Theft occurs when a person takes items that are owned by another person without the owner’s consent. The items taken must have an owner. The items taken do not have to be of value. Theft is defined in section 322 of the Criminal Code.
It is not theft to take items which have been abandoned or have no owner. This includes items that have been thrown in the garbage. Note that it is unlikely that items of value are abandoned or ownerless. For example, if you remove empty bottles from someone’s property without their consent, this can be considered theft.
If a person intends to steal items and starts to do so, without completing the act, they can be charged with theft.
In order to be convicted of theft, a Crown prosecutor must prove all of the essential elements of the offence beyond a reasonable doubt. This means the Crown prosecutor must demonstrate that (a) the person took or converted (legalese for changed) the goods and (b) that they intended to take the items from the owner.
If a person is charged with theft, they may raise a defence in court if they plead not guilty. One defence may be that the person honestly believed that the goods belonged to them, known as the defence of “colour of right”. If you are charged with theft, you should obtain legal advice as soon as possible to determine if you have a defence.
Not returning borrowed items would be considered theft. Borrowed items are items that were lent to a person with the owner’s consent. If these items were not returned to the original owner, this would be theft. For example, if a boss gives an employee balloons to hand out to customers, the employee can be charged with theft if they keep the leftover balloons. Another example of theft is where a person borrows a friend’s car and does not return it.
If a person borrows an item and changes its condition before returning it, they can be charged with theft by conversion. This means that the items were altered or changed while a person, other than the owner of the item, had the items in their possession.
For example, if a person borrows their friend’s car (with the friend’s consent) and they return the car with damage to the car, they can be charged with theft by conversion. Similarly, if a bank makes an error and deposits $500.00 into a bank account and the owner of the account takes the money out (knowing that it is not theirs); they can be charged with theft by conversion. If the person was not aware that the bank made the error and they advise them of the error later, they can be charged with theft if they refuse to pay the $500.00 back to the bank.
The most common type of theft is shoplifting. Shoplifting occurs when a person takes items out of a store without paying for them. This includes eating food from a grocery store without paying for it first.

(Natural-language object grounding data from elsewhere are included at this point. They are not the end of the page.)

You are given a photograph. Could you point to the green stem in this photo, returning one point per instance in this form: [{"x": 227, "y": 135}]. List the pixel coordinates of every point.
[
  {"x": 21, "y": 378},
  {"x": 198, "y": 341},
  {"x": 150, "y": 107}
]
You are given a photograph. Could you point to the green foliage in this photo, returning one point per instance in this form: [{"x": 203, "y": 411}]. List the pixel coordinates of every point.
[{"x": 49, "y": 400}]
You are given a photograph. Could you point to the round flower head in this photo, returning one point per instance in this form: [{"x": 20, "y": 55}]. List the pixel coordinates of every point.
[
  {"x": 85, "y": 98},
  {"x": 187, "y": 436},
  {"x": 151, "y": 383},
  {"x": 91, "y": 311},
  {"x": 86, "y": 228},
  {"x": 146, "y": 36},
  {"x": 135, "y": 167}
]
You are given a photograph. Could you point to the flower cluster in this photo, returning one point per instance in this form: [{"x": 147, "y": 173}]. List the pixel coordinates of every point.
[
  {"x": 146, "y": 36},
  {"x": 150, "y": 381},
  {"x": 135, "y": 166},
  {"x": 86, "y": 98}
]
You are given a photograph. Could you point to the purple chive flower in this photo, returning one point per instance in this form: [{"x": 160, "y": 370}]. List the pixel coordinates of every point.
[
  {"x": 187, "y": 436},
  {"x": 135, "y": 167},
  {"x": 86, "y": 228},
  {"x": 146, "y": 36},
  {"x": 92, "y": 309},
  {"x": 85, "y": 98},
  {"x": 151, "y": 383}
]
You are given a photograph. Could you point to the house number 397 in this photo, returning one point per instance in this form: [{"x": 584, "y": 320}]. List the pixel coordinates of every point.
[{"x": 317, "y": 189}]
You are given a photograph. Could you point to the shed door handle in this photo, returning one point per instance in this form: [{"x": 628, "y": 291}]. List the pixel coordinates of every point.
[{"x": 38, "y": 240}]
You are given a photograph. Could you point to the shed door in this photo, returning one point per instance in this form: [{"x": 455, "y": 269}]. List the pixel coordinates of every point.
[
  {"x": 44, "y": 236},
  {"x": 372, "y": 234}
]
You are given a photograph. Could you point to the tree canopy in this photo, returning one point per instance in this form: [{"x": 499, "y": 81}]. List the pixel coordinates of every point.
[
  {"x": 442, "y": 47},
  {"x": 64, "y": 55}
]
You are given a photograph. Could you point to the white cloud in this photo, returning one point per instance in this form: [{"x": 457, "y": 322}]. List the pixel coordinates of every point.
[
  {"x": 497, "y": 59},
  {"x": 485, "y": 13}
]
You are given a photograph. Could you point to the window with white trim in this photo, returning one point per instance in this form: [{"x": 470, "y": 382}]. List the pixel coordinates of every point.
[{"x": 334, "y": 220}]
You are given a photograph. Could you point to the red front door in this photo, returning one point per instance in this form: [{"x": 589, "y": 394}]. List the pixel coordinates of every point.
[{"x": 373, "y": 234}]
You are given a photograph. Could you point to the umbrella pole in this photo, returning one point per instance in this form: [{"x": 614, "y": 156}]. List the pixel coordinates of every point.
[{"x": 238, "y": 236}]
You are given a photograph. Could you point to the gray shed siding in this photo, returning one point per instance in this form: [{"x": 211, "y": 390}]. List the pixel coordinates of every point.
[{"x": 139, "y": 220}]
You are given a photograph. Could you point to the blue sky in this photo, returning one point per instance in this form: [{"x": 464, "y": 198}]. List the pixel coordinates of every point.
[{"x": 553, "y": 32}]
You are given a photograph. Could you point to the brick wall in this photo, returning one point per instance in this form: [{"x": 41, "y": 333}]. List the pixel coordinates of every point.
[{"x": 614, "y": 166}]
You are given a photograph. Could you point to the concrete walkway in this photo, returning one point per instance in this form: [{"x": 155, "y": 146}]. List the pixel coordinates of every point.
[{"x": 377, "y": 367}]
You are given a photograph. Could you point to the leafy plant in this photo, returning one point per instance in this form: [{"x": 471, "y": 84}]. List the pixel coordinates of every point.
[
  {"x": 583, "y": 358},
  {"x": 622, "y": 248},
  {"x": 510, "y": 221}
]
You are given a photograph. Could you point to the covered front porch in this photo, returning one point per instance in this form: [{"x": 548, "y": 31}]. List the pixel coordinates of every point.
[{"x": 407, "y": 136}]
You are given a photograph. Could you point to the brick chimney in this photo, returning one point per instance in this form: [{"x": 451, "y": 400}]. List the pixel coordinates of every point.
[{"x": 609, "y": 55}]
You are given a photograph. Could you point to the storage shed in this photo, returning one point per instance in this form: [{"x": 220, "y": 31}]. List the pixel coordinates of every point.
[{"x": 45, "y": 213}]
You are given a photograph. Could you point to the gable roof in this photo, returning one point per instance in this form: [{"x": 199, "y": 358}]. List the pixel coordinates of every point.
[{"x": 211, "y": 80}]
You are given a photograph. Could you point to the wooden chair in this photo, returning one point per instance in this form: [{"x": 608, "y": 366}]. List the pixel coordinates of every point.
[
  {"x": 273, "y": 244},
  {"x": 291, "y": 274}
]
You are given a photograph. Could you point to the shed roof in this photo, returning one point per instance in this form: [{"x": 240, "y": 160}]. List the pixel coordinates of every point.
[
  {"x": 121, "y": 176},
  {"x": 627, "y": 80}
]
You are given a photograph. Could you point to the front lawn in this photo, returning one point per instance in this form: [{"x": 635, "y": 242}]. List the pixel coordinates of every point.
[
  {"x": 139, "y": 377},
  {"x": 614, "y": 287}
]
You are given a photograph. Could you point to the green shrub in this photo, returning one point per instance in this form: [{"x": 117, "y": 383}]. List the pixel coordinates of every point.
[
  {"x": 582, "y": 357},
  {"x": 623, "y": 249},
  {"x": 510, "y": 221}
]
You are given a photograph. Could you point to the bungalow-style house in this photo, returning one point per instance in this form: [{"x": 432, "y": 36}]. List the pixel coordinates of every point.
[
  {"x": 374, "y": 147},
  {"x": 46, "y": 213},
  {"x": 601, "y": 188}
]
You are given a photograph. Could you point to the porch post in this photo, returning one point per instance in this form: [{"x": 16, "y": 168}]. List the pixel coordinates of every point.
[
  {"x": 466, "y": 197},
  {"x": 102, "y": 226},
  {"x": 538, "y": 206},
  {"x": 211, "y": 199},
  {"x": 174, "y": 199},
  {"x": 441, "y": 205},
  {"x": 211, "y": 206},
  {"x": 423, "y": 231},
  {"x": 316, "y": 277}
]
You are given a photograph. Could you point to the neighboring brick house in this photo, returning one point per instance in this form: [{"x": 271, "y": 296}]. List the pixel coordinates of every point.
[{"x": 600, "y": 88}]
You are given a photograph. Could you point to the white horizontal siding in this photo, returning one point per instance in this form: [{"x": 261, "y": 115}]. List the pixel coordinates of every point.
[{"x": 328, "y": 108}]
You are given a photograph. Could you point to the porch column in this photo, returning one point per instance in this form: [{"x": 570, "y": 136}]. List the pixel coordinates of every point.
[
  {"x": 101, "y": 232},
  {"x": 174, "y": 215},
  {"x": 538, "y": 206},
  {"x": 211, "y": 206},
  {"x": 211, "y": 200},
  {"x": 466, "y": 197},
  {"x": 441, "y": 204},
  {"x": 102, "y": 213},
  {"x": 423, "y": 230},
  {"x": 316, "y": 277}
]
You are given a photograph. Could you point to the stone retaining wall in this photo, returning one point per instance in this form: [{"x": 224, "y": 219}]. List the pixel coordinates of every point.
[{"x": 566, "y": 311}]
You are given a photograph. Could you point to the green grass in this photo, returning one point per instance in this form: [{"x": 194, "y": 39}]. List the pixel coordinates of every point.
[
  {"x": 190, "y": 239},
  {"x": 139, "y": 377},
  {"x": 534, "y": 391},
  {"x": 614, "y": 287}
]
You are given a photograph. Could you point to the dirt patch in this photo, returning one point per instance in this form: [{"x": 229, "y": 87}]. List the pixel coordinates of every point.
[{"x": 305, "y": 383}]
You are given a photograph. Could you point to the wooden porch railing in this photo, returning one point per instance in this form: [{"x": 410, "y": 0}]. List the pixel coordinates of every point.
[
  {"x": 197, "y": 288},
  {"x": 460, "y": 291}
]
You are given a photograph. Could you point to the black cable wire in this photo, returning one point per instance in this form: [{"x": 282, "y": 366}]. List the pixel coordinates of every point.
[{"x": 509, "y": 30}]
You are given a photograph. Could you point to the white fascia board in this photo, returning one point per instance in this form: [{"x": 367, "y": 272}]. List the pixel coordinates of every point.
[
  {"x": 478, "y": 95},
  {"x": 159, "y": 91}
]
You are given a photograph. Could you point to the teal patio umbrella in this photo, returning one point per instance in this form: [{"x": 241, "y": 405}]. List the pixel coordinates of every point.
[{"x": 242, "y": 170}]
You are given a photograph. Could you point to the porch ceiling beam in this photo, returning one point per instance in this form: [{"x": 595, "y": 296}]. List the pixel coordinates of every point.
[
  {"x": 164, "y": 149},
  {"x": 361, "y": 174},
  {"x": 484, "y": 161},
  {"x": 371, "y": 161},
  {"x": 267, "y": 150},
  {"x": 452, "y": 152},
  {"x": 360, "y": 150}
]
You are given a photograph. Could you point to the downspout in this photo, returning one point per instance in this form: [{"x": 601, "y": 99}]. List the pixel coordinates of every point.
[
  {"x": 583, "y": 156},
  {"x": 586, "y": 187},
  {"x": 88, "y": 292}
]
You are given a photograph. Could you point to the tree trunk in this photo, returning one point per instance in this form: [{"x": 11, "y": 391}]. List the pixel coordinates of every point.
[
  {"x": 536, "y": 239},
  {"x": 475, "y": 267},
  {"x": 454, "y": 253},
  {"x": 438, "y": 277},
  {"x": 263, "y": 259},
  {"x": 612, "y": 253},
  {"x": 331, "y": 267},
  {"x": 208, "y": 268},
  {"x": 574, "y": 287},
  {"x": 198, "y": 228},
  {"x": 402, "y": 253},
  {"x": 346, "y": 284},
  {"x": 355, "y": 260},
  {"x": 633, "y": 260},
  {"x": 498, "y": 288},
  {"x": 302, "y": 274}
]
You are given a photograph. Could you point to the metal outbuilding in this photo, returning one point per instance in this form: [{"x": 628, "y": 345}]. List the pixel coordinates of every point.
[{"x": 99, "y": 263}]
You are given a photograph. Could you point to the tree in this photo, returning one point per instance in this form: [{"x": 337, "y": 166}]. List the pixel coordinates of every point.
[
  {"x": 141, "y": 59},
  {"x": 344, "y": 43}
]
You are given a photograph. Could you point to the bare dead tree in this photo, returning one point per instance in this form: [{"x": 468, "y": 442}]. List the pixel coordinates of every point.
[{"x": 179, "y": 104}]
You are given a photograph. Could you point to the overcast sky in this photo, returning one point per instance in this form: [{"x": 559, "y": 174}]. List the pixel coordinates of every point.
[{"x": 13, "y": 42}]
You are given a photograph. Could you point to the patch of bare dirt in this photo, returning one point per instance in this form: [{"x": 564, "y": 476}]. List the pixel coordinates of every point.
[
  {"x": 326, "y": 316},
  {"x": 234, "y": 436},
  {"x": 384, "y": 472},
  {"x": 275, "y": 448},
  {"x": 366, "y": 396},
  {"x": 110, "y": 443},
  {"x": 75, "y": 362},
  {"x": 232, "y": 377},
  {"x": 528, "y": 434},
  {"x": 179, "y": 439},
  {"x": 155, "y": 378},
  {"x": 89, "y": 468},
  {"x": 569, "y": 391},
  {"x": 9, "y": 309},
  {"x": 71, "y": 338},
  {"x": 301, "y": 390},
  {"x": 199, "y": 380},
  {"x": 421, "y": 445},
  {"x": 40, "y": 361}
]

Shoplifting includes instances where a person intends to steal items but has not removed the items from the store yet. For example, if a security guard at a store believes that a person has shoplifted and prevents them from leaving the store, that person can be charged with theft (or attempted theft), even though they have not left the store yet. A person can also be charged with theft regardless of whether they make an effort to conceal the stolen items or not.
The penalties for a theft conviction are dependent on the value of the items that were taken, pursuant to section 334 of the Criminal Code;
If a person is convicted of theft of items with a value of less than $5,000.00, they may be given an absolute discharge, a conditional discharge, or probation. It is up to a court to determine what type of sentence is appropriate, depending on the circumstances.
First-time offenders, who have stolen items with a value less than $5,000.00, may qualify for the Alternative Measures Program. In order to participate in the Program, the offender must take responsibility for the crime they are charged with and consent to participate in the program. Successful candidates will have to enter into an agreement where they will engage in community service, participate in a specific program or provide a donation to a charity. It is up to a Crown prosecutor to decide if the Program is appropriate for the offender and in some instances, second-time offenders can be considered. If an individual is accepted into the program, the Crown will withdraw the charges following successful completion of the program.